With this in mind, the OIG will review inpatient hospitalizations of SNF residents with any of the aforementioned conditions or sepsis and determine whether the SNF provided services to residents in accordance with their care plans and professional standards of practice.
Recipients of AIDS Relief Funds
For the fiscal years 2019, 2020, and 2021 the Centers for Disease Control and Prevention (CDC) received over $5.4 billion as a part of a federal program to enhance HIV treatment and prevention by using public health, innovation, and data-driven approaches to achieve the global goal of HIV/AIDS epidemic control. These funds are distributed as a part of the President's Emergency Plan for AIDS Relief (PEPFAR). The CDC works as a partner with various organizations such as civil and faith-based organizations, private sector organizations, and other on-the-ground partners to enhance ways for finding, treating, and preventing HIV.

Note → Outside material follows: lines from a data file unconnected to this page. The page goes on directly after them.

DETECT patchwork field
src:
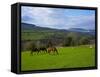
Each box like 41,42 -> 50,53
21,46 -> 95,71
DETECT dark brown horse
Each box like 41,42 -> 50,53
47,47 -> 58,54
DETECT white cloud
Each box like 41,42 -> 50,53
22,7 -> 95,29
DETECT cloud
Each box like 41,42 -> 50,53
21,6 -> 95,29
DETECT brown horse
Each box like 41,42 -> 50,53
47,47 -> 58,54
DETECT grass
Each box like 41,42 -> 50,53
21,46 -> 95,71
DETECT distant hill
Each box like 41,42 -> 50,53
21,23 -> 95,40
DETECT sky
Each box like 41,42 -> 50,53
21,6 -> 95,29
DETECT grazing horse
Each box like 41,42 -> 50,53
47,47 -> 58,54
31,48 -> 40,55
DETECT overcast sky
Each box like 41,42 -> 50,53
21,6 -> 95,29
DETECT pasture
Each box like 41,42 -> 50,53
21,45 -> 95,71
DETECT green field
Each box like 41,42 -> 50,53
21,46 -> 95,71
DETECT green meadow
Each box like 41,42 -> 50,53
21,45 -> 95,71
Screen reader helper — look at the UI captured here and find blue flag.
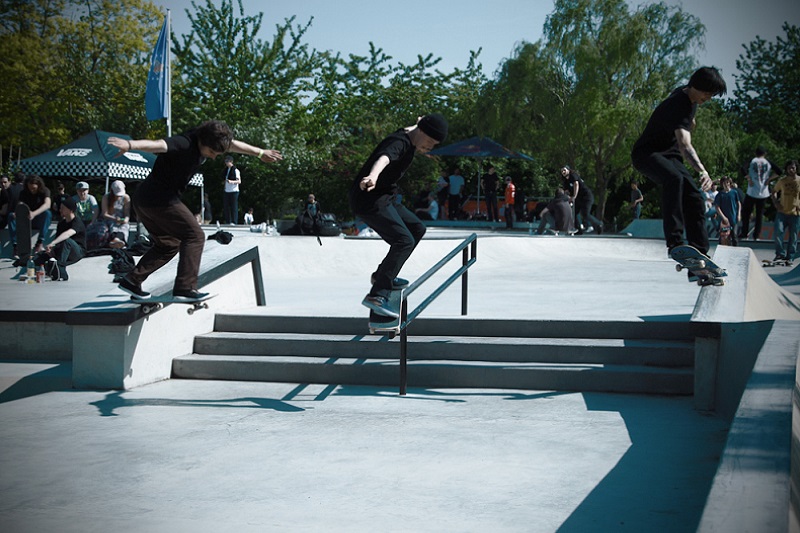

In the past, the OIG has conducted numerous audits and has found weaknesses and lack of controls. Some audit findings include noncompliance with one or more U.S. Department of Health and Human Services (HHS) or CDC policies when awarding PEPFAR funds, not performing cost analyses before issuing some of the grant awards, and issuing several Notices of Awards with missing or incorrect reporting requirements. As a result of these and other findings, the OIG has issued numerous recommendations to strengthen compliance and internal controls.
In continuing their oversight work, the OIG plans to determine whether selected recipients: (1) managed and expended PEPFAR funds in accordance with award requirements, and (2) have controls to mitigate potential risk to the PEPFAR program.
These are some of many recently added OIG Work Plan items. All compliance professionals in the healthcare industry should be reviewing the OIG Work Plan and, when appropriate, proactively monitor the same areas in their own organizations.